I guess I'm trying to clarify whether I can do commercial honey production with TBH in my situation. It would probably help if there were any TBH beekeepers in my area, but I don't know of any.
There are so many factors involved with going commercial. How many hives? Will they be migratory? What part of the country? What kind of honey production? How much hired help? What kind of return on investment is needed. How much capital is available? Etc.
Just not enough is known about the commercial aspects of tbhs. I think they would be perfect for a small pollination outfit or a sideline operation with 200 hives or so.
They might not be suitable for a large migratory bulk honey operation, especially if lots of unskilled hired help is needed.
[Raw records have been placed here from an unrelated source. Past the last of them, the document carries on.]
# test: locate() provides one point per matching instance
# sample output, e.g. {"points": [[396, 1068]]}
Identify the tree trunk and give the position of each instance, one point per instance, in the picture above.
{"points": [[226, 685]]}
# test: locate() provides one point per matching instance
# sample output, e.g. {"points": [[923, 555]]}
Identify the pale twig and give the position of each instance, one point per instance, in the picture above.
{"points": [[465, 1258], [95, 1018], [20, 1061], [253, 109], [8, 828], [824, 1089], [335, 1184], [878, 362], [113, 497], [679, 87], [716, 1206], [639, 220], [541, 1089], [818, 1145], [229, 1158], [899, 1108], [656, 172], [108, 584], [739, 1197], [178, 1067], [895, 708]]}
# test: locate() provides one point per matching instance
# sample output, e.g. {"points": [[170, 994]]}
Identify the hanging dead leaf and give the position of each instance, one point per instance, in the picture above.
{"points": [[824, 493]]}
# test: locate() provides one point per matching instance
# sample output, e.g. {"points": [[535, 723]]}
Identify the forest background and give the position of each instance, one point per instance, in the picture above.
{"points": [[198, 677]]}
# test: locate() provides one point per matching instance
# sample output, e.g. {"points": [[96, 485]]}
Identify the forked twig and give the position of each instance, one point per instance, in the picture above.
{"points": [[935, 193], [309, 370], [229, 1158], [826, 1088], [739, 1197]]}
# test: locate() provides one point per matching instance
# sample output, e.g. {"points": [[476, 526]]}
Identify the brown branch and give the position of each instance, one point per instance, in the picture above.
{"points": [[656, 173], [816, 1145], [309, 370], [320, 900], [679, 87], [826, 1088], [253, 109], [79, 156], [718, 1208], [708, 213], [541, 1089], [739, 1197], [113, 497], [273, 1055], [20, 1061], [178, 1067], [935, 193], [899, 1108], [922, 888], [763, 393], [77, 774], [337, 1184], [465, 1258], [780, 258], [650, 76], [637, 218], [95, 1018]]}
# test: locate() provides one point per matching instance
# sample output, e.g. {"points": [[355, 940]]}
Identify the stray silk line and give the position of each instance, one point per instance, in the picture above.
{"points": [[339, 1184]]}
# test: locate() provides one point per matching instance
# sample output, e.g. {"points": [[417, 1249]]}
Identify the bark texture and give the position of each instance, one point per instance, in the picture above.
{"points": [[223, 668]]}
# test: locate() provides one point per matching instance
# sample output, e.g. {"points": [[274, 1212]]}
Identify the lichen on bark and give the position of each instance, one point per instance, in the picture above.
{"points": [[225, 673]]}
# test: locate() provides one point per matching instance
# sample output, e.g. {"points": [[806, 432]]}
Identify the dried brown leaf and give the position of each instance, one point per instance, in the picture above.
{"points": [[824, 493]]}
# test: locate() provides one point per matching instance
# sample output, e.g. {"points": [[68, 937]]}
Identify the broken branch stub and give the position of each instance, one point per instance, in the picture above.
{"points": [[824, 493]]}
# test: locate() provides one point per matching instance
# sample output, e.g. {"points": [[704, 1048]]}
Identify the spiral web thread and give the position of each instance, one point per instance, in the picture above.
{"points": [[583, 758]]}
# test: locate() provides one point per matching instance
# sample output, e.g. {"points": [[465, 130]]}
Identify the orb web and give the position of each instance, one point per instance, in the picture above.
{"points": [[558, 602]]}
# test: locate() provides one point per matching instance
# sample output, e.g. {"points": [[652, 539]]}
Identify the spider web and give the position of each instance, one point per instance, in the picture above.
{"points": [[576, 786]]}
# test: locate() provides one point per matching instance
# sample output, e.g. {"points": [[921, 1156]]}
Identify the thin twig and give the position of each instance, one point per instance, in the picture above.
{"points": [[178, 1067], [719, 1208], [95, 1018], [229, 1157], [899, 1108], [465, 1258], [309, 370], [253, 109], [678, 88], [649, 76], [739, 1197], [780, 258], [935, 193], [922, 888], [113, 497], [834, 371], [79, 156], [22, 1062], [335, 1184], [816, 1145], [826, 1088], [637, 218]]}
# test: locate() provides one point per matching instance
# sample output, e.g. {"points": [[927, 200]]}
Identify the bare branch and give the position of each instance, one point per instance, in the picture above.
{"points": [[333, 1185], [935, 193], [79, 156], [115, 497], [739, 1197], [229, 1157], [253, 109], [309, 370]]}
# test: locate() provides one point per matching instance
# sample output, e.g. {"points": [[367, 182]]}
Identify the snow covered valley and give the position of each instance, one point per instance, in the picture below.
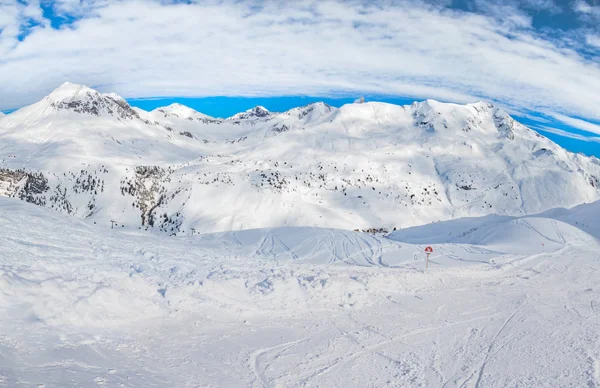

Beekeeping is a very risky business.
You can certainly super them. Supers are nice to handle when harvesting large amounts of honey that are going to be extracted. You only have to clear the boxes, by whatever method and take them. Where a top bar hive you have to brush off the bees and take the individual comb. And, of course, the comb needs protecting so in a large operation you'd need standardized size bars and some boxes to put the combs in when you steal them. I think a TBH is much more productive if you intend to raise cut comb rather than extracted honey.
There is no reason you can't get most of the advantages of a TBH and have supers without having a top bar hive. A horizontal hive can be built and you can put supers on the back of that. The frames can be cut with a bevel on the top bar, or you can use starter strips or you can make blank starter strips. That way the bees can build what they want. I have done all of these. I am running a three box long medium depth hive right now and will be running a few other variations this year including a top bar hive (again). Of course you have to build your own long hives and buy frames. They aren't as easy to build as a top bar hive.
I have not noticed the bees being unwilling to expand horizontally, but then any group of bees may do whatever they decide. I've seen them hesitate to expand vertically before, but it probably has to do with a number of factors and IMPOV it's not horizontal or vertical that is the reason. Also the horizontal hive wintered a little better then my other hives, but some of that may just be luck too. At any rate they did just fine wintering horizontally.